Imperial  /  Essays  /  Prompt 3

Imperial: Question 3: Experiences outside education

Part of the 4,000-character total; aim for roughly 900-1,200 characters

What experiences outside of education have helped you prepare, and why are they valuable?
What it’s really asking

This is the third UCAS question. Imperial wants relevant experiences from outside the classroom, work, volunteering, projects, competitions, or hobbies, and crucially why they are useful for this course. The 'why' matters more than the activity.

Why they ask it

This is where US applicants are most tempted to dump extracurriculars. Imperial only cares about them if they build a skill the course needs or deepen your engagement with the subject. The question literally asks why the experience is valuable, so an unexplained list scores nothing.

Three ways in
Pick relevant, cut the rest

Choose one or two experiences that genuinely connect to the subject or to a skill it demands, and leave everything else out.

State the transferable outcome

For each one, say plainly what you can now do, or now understand, because of it.

Bring it back to the course

Keep it short and tie the experience to the subject, so the statement ends on relevance rather than drifting into a CV.

✕  Weak opening

“Outside of school I play the violin, captain the football team, and volunteer at a local charity, which have made me well-rounded.”

✓  Strong opening

“Running a small Discord bot for my robotics club taught me more about debugging under pressure than any class, because forty people noticed the moment it broke.”

✦ Annotated example · Tutoring and a chess club: experiences outside education that built mathematical character.
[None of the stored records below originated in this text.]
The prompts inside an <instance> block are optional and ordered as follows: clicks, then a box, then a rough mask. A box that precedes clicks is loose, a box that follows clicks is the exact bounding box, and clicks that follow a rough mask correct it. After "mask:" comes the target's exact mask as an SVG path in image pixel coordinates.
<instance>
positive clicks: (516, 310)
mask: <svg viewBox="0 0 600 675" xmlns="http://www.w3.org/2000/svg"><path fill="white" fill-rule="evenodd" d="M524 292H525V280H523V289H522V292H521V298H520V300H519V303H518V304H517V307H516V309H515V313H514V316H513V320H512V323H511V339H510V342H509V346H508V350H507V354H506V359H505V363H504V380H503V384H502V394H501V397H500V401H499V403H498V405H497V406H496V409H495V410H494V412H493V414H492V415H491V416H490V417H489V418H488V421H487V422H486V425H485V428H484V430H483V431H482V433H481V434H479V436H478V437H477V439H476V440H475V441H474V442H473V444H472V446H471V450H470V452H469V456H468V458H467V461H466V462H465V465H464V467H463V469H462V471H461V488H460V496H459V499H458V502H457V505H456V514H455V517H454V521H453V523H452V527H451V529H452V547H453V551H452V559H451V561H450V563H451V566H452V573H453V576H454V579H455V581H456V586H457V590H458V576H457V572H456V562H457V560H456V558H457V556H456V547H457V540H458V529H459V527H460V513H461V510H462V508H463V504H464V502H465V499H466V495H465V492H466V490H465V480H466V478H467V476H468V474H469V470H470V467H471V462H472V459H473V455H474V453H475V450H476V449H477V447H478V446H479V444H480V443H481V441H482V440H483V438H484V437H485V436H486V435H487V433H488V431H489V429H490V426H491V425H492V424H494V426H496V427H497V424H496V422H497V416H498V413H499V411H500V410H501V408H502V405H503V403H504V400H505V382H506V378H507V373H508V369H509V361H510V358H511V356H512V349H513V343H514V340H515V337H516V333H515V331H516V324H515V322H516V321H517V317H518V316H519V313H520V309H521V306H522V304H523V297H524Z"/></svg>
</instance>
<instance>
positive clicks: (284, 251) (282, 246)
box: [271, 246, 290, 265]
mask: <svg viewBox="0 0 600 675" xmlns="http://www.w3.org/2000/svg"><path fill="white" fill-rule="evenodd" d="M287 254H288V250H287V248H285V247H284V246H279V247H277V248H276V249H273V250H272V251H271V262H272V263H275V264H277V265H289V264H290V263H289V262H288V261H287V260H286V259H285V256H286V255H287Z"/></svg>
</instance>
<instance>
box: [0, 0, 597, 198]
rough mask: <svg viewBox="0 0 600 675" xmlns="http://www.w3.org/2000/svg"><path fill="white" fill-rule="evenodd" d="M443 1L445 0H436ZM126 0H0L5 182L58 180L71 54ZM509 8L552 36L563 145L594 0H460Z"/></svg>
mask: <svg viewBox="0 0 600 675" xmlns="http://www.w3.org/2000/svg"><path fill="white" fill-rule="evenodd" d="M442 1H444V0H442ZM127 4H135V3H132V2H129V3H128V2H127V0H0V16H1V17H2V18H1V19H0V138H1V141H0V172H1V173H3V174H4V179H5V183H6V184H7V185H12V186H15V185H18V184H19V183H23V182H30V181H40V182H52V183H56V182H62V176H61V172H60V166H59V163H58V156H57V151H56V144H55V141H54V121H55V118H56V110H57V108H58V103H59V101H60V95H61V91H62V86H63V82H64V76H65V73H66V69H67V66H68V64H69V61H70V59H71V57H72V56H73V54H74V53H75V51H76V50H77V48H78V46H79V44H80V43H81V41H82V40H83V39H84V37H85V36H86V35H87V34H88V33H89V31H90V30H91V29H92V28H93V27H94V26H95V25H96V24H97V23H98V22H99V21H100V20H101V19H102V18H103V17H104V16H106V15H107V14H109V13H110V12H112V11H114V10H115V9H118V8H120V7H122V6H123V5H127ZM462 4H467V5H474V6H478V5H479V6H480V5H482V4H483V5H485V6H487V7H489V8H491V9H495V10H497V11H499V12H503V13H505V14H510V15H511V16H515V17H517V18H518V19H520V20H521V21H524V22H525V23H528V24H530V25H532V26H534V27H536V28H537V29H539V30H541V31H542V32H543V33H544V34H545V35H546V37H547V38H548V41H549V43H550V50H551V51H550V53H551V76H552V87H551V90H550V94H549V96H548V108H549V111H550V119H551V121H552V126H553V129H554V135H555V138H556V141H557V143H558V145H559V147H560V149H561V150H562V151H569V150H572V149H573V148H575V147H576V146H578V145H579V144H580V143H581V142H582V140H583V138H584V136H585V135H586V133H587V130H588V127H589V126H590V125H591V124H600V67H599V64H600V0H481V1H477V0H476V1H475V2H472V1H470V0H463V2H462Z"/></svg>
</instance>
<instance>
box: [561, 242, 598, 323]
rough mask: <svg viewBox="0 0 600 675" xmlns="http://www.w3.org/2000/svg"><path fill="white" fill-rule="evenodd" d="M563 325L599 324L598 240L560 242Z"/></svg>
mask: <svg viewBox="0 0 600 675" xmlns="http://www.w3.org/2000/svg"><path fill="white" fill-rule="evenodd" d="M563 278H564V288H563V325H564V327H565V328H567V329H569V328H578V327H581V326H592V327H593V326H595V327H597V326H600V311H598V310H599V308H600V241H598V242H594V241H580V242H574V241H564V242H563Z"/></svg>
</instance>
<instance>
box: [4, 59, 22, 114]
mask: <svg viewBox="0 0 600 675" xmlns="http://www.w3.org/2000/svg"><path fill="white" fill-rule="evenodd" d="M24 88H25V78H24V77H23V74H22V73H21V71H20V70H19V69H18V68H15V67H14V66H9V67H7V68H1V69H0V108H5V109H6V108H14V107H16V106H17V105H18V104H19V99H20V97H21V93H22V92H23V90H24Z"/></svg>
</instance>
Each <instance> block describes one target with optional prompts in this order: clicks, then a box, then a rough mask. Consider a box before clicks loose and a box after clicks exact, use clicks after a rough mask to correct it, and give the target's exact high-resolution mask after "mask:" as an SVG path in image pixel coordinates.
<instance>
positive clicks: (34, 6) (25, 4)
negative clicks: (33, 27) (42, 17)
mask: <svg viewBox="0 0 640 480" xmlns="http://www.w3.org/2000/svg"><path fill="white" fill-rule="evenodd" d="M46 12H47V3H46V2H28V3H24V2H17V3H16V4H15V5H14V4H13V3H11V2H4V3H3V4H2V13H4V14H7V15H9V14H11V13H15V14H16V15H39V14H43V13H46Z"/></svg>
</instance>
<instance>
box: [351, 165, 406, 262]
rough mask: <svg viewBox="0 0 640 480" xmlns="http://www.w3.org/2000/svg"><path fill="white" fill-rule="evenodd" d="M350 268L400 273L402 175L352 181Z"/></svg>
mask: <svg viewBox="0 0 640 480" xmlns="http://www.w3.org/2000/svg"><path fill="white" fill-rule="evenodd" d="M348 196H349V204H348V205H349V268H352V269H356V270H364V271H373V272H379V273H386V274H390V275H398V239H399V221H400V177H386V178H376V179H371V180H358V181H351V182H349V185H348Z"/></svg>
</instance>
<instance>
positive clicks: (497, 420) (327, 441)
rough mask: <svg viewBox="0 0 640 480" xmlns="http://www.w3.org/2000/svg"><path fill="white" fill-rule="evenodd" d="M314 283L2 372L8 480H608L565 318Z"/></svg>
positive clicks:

Written by EssayLens to teach, not a real applicant’s essay. Tap a highlighted line →
For two years I have tutored GCSE maths at a Saturday community scheme. Explaining why dividing by a fraction means multiplying by its reciprocal, to a student who has only ever been told to "flip and multiply," forced me to actually understand it myself.1 I learned that you do not truly know mathematics until you can rebuild it for someone who is stuck, and that patience is a technical skill, not just a kind one.2 I also captain my local chess club, where I run a junior session on endgame theory.3 Chess taught me to calculate variations several moves deep and to resign positions gracefully when the logic is lost, which, oddly, made me less afraid of being wrong in a proof.4 Both have given me what no exam could: the habit of thinking out loud, defending a line of reasoning,5 and changing my mind when the evidence demands it.6
  1. 1A concrete, sustained activity outside school. The specific example (reciprocals) shows teaching deepened his own understanding, tying the experience back to the subject.
  2. 2Extracts a genuine, non-cliched lesson. This reflective turn is what makes the experience 'valuable' in the question's terms, and reads as authentic rather than performed.
  3. 3Introduces a second distinct experience efficiently, important given the tight character budget for this question.
  4. 4Connects the activity back to mathematical thinking (calculation, accepting a refuted line). Linking 'resigning gracefully' to fearlessness in proofs is an original, memorable bridge.
  5. 5Begins the synthesis, naming the transferable intellectual habits the two experiences share.
  6. 6Ends on the most important habit for a mathematician, answering 'why are they valuable' explicitly and economically.
Stuck? Start here
  • Which outside-school experience actually connects to your subject or a skill it needs?
  • For each thing you want to mention, can you finish the sentence 'this is useful for the course because...'?
  • What can you now do, or understand, that you could not before this experience?
Before you submit
  • Every experience is tied to the subject or a skill the course demands.
  • Each one states why it is valuable, not just what it was.
  • Ends on subject relevance, not a generic 'well-rounded' claim.